Security researcher Ken Munro recently disclosed vulnerabilities with BMW's most recent models of "smart" cars that could enable thieves to bypass the car's security and unlock doors and windows. The disclosure actually paled in comparison to last year's televised controller area network (CAN) hack by Charlie Miller and Chris Valasek, in which the researchers took control of a Ford Escape's steering speedometer and engine.
It seems a new vulnerability is disclosed every other day in this brave new IP-centric world, with reports of refrigerators acting as spambots, insulin pumps susceptible to wireless hacks, and easily compromised smart meters. At the same time, there's the BYOD Bogeyman banging on enterprise IT's door, with users muddying networks with their personal devices.
The Internet of Things (IoT), BYOD, and the DevOps revolution: They're all descendants of the pervasive or ubiquitous computing movement -- compute as a platform, a tool, as raw material, ultimately fading into the background because it's everywhere. Compute becomes a creative tool to help people solve problems.
But security hasn't quite caught up to this evolution of seamless tech and appears to be the only barrier to what the father of ubiquitous computing, Mark Weiser, predicted as an age of "calm technology, when technology recedes into the background of our lives." Security researchers forget that the goal of ubiquitous or pervasive computing is invisibility, not heavy-handed controls.
Most companies aren't in the business of security. They are specialists in their own particular industry. So why are we surprised when it isn't their first priority? As compute becomes more transparent, information security continues to go in the opposite direction. It's still cumbersome, often focused on compliance checklists, vulnerability assessments pointing out shortcomings as opposed to delivering solutions developers can actually use, often with the same efficiency as the DMV. "No" remains the security mantra.
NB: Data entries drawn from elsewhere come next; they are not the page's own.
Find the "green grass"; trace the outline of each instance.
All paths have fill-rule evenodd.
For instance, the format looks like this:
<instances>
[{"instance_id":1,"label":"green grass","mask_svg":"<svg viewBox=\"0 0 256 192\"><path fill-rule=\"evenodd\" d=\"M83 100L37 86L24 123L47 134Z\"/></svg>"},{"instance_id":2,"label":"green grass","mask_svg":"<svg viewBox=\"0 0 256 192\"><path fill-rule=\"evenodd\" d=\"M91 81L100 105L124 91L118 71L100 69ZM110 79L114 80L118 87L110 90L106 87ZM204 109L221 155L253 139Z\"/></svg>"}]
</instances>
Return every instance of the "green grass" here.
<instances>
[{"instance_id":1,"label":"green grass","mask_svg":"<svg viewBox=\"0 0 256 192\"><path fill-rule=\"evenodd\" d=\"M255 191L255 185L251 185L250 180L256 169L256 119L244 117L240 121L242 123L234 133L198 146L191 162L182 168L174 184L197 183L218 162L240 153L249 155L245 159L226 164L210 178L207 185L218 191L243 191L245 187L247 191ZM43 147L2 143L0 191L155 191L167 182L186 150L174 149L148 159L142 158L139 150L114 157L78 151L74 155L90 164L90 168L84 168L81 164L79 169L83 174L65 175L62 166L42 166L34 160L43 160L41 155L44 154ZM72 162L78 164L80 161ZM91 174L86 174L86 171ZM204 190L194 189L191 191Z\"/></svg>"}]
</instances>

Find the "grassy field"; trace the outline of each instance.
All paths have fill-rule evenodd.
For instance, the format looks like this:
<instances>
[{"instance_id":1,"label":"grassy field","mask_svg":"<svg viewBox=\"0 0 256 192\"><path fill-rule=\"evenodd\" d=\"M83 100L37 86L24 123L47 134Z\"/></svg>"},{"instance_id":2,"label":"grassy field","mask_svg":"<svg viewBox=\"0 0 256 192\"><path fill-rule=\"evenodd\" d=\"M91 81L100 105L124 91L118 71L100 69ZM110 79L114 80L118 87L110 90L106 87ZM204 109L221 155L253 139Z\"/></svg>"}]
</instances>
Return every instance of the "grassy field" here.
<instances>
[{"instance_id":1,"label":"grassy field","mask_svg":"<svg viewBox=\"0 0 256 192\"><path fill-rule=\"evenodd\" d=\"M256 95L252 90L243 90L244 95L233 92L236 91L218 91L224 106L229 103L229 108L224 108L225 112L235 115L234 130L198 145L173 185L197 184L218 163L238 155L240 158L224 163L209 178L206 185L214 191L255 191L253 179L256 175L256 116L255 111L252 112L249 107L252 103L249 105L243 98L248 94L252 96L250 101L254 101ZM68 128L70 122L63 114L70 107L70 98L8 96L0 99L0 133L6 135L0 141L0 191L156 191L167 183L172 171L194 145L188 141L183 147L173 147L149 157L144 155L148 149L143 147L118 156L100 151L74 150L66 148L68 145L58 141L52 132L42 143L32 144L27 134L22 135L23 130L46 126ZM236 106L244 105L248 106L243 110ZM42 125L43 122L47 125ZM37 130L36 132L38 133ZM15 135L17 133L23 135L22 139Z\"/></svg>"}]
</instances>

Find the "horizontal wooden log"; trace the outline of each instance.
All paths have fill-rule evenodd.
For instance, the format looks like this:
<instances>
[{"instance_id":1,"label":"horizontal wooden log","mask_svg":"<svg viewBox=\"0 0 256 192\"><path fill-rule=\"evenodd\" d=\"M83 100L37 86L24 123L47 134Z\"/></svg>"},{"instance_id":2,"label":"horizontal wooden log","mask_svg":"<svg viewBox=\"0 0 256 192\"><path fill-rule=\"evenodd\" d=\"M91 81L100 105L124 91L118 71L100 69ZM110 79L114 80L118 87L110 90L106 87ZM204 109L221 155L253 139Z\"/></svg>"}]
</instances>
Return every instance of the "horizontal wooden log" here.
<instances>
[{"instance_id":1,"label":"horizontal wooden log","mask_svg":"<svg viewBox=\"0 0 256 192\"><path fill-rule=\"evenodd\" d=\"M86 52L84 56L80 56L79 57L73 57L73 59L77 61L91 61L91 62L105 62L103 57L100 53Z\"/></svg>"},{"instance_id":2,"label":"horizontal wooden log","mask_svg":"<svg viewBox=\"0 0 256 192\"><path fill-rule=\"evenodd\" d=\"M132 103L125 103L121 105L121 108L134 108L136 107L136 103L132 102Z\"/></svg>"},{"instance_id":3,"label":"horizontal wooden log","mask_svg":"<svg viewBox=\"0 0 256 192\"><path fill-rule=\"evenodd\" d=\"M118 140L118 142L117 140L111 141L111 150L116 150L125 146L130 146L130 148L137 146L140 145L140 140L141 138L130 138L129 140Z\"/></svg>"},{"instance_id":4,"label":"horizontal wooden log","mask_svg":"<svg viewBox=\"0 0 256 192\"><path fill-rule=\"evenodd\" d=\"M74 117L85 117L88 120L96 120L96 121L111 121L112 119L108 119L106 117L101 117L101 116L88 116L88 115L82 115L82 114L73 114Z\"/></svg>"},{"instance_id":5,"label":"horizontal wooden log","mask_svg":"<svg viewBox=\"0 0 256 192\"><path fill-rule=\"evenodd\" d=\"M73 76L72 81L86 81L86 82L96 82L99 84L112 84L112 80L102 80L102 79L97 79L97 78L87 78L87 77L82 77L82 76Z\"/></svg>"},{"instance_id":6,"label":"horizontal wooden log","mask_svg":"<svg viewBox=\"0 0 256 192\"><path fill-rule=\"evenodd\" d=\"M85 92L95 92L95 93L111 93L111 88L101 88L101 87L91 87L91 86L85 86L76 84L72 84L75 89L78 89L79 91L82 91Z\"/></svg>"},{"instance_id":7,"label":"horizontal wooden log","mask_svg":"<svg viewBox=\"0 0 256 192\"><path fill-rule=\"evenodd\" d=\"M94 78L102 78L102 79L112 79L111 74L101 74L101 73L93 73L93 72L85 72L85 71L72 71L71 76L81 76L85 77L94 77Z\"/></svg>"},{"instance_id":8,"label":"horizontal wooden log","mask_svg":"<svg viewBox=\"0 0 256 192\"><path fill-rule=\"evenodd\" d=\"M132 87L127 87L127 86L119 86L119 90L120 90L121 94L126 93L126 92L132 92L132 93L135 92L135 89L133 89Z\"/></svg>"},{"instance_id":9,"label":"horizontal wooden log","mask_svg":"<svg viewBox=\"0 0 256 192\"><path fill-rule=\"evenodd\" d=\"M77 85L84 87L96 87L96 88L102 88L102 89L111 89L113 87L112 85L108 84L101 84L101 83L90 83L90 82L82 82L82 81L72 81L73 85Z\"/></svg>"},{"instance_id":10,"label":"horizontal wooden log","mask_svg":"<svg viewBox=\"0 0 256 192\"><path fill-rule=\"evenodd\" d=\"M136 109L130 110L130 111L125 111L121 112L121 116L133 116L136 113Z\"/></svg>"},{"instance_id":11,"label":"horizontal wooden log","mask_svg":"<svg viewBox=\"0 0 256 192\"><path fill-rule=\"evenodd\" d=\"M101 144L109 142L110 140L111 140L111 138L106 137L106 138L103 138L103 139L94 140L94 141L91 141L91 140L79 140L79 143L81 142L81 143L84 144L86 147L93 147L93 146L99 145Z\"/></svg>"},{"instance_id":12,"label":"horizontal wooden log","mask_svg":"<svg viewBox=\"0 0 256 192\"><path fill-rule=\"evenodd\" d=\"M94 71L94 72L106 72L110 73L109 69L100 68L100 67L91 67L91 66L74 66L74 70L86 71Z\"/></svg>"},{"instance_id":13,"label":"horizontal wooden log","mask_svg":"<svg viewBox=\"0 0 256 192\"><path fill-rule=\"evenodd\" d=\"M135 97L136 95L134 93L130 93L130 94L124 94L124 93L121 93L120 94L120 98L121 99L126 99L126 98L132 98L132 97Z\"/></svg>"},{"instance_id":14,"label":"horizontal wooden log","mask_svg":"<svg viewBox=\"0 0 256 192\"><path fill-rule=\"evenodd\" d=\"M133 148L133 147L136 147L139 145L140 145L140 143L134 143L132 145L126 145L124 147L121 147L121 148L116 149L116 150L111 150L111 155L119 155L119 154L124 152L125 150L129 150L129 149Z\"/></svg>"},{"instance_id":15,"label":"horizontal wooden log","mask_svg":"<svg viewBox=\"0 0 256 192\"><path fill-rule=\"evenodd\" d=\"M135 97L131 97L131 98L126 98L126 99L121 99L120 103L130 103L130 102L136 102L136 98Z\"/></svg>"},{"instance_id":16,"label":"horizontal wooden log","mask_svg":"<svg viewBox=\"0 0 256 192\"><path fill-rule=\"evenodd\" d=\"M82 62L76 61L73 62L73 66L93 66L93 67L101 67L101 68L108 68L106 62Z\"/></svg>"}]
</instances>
Instead of security professionals complaining and demonstrating how consistently insecure products are and coming up with reasons why users can't have the flexibility they need, maybe infosec needs to come up with new methods of achieving ubiquitous security. By creating approaches that aren't a choke point in the development cycle, security aligns with the business.
The DevOps movement transformed IT organizations by demanding that all teams start to think like developers, emphasizing continuous change for speedy application delivery and support. Isn't the IoT just one more application?
Some argue that DevOps runs counter to good security, that the two aren't compatible and SecDevOps isn't possible because developers don't care about security. But humans are quite adaptable and as biologist Peter Watts said, "Natural selection favors the paranoid." As the population increased and crime rates rose in urban areas, people learned to make physical security a habit. If we don't have to call the locksmith every time we want to lock our doors, why shouldn't we be able to integrate good security practices into the rest of the business?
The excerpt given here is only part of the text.